Illustration of Roger Perry-Stovall
Illustration: Joel Kimmel
Roger Perry-Stovall ’03

From Academic Dean to Artistic Visionary

by Kristin Baird Rattini
Roger Perry-Stovall ’03 had established himself as an associate dean of academic support and precollege programming at Berkeley College in the New York City area. Although his background was in math, engineering and computer science, he quit his job in 2013 and embarked on a more artistic and innovative path, one that leads to the planned December debut of his Immersive Art Space in Las Vegas. Perry-Stovall talks about his career pivot and his new twist on the immersive art concept.

Q. What made you leave academia behind?

I always had an entrepreneurial and creative itch that I just wasn’t able to fully scratch through my work in academia. Looking at my career trajectory 10 to 20 years out, I had the sense I would eventually regret not addressing it.

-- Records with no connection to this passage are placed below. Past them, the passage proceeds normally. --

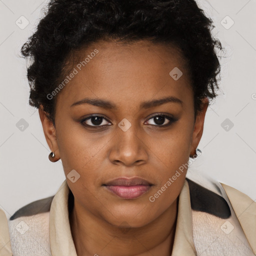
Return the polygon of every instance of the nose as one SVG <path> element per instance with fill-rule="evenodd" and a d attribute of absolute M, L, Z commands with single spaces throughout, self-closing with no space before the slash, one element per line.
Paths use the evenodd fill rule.
<path fill-rule="evenodd" d="M 135 127 L 126 132 L 119 128 L 112 138 L 109 154 L 110 160 L 114 164 L 138 166 L 147 162 L 148 156 L 143 136 Z"/>

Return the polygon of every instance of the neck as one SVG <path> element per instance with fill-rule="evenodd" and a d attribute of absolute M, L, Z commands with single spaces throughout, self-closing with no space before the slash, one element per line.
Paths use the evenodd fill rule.
<path fill-rule="evenodd" d="M 178 200 L 153 222 L 140 228 L 114 226 L 80 206 L 76 200 L 70 228 L 78 256 L 170 256 L 172 250 Z"/>

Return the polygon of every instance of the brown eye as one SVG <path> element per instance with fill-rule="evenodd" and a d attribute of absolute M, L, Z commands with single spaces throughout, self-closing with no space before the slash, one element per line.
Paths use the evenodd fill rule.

Q. It wasn’t a direct line from academia to Immersive Art Space. What else did you explore, and how did that prepare you for what you’re doing now?

My experience at INCubate NYC, sponsored by Google, set up the roller coaster of a ride between academia and Immersive Art Space. I won an award there for an on-demand art concept — printing an image of a customer’s choice onto any object. I expanded that idea to home-decor items — vases, coffee tables, etc. — that I sold at national conventions, including Art Basel Miami Beach. I also bartended at the largest Las Vegas pool party, worked in festival production across the country, set up as a vendor within Las Vegas Strip venues and started Professional & Reliable Bartending, a private event-staffing company.

Q: What will the Immersive Art Space look like?

The format will be similar to IKEA’s, in that the space will be broken up into multiple rooms with each vignette leading, in a fun, interactive and interesting way, to the next in a journey of the human experience. Large-scale multimedia artwork, with integrated sound, lighting and visual effects, will consume each room and feature such themes as dreams, human connection and the elements — earth, air/wind, fire and water.

Q. You majored in mathematics and electrical engineering at Bucknell. How are you drawing on that training in your new creative endeavor?

The direct correlation to those scientific subjects is the integration of technology, technical detail, and critical and design thinking. I know this may be hard to believe, but there is one social component I am very excited to integrate into Immersive Art Space that actually stems directly from a mathematical theory.

Q. You chose Kickstarter to fund your campaign. How did it go?

Very well. Achieving what is among the highest- earning campaigns in the art-installation category, easily surpassing its $100,000 goal, was an unexpected but incredibly pleasant surprise.

Q. Tell us about the educational components you’ve incorporated into this endeavor.

This career pivot has taught me how important creativity and education are to my sense of fulfillment and well-being. I have four interns from local colleges — all from diverse backgrounds — who have worked in support of the crowdfunding campaign. I also intend to use the space to host professional-development workshops and perhaps educational art experiences for kids.

Q. What have been your greatest challenges and triumphs in making this career pivot?

Entrepreneurship, particularly solopreneurship, can be a very lonely and challenging journey. My greatest triumphs — and challenges as well — have been creating revenue-generating businesses, developing and maintaining a positive mindset, managing faith and fear throughout the process, and ultimately staying the course through difficult times.